The Supreme Court stated today that the mediation method in the case of the Ayodhya temple-mosque has failed to develop any alternative, in the decades-old conflict declared regular hearings of August 6.
Sources said the Supreme Court's three-member committee appointed to consult with different organizations and discuss a solution to the conflict "had done its utmost to reach consensus," but "some sides" did not agree to mediate.
The Supreme Court had provided time till Thursday to send its report to the committee that was set up previously this year. A decision on the case must come before the Chief Justice's retirement on November 17.
On July 11, a five-judge constitutional committee led by the Chief Justice requested an update on the mediation and said that if there was no merit in continuing the process, they could begin daily hearings on July 25. Time had been given to the board until 15th August, but the tribunal, acting on one of the candidate ' requests, said it would discuss whether mediation should proceed.

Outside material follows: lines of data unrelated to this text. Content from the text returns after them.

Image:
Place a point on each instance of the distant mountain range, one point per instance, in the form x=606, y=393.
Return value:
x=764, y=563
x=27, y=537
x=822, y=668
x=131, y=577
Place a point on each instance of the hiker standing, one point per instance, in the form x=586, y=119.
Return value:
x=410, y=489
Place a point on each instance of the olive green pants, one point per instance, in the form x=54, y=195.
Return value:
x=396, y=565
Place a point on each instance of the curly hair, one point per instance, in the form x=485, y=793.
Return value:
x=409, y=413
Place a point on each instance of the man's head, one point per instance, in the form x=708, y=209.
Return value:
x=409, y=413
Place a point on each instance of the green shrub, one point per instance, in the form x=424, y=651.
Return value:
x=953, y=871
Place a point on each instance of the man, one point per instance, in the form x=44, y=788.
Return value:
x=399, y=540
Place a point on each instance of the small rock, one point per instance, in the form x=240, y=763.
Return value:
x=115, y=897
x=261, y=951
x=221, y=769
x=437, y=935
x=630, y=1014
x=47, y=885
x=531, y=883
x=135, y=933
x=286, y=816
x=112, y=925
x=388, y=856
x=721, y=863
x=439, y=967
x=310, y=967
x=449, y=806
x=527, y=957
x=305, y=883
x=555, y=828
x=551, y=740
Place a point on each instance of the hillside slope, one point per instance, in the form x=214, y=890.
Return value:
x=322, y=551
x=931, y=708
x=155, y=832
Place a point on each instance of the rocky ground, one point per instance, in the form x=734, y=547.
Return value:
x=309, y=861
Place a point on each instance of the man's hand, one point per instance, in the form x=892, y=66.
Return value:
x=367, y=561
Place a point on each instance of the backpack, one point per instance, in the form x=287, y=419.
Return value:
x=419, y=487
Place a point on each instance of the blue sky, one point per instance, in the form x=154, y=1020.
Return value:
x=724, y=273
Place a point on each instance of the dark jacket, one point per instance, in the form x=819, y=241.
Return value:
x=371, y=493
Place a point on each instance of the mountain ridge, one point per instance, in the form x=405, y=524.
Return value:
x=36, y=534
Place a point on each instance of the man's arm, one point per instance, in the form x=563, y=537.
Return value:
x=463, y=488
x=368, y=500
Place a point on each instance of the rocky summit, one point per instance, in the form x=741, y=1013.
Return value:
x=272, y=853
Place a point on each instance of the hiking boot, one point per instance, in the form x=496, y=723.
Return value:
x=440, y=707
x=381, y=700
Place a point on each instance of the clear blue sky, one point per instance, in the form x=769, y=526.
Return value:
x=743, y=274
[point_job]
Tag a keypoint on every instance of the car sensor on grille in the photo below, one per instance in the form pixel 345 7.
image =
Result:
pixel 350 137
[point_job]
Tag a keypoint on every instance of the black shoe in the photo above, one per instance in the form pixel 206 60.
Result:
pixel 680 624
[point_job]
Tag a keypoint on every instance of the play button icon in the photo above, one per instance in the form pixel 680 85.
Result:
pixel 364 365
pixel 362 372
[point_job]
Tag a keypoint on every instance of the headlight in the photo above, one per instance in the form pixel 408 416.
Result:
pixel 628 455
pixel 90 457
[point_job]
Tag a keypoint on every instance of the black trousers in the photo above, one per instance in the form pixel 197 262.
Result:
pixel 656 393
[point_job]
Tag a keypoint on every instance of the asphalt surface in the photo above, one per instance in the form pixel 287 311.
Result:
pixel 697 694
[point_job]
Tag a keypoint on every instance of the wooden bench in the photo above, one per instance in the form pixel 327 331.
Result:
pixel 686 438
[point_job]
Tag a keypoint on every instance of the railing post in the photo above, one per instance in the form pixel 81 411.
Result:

In spite of objections from petitioners such as the Uttar Pradesh government, the Constitution bench had chosen mediation. Barring the Sunni Waqf Board and one of the Hindu petitioners, Nirmohi Akhara, were all opposed to mediation. But the judges said mediation could assist with "healing relationships."
Gopal Singh Visharad, a legal heir to one of the initial litigants, had asked that the mediation process be discontinued on the basis that there was no result of this issue.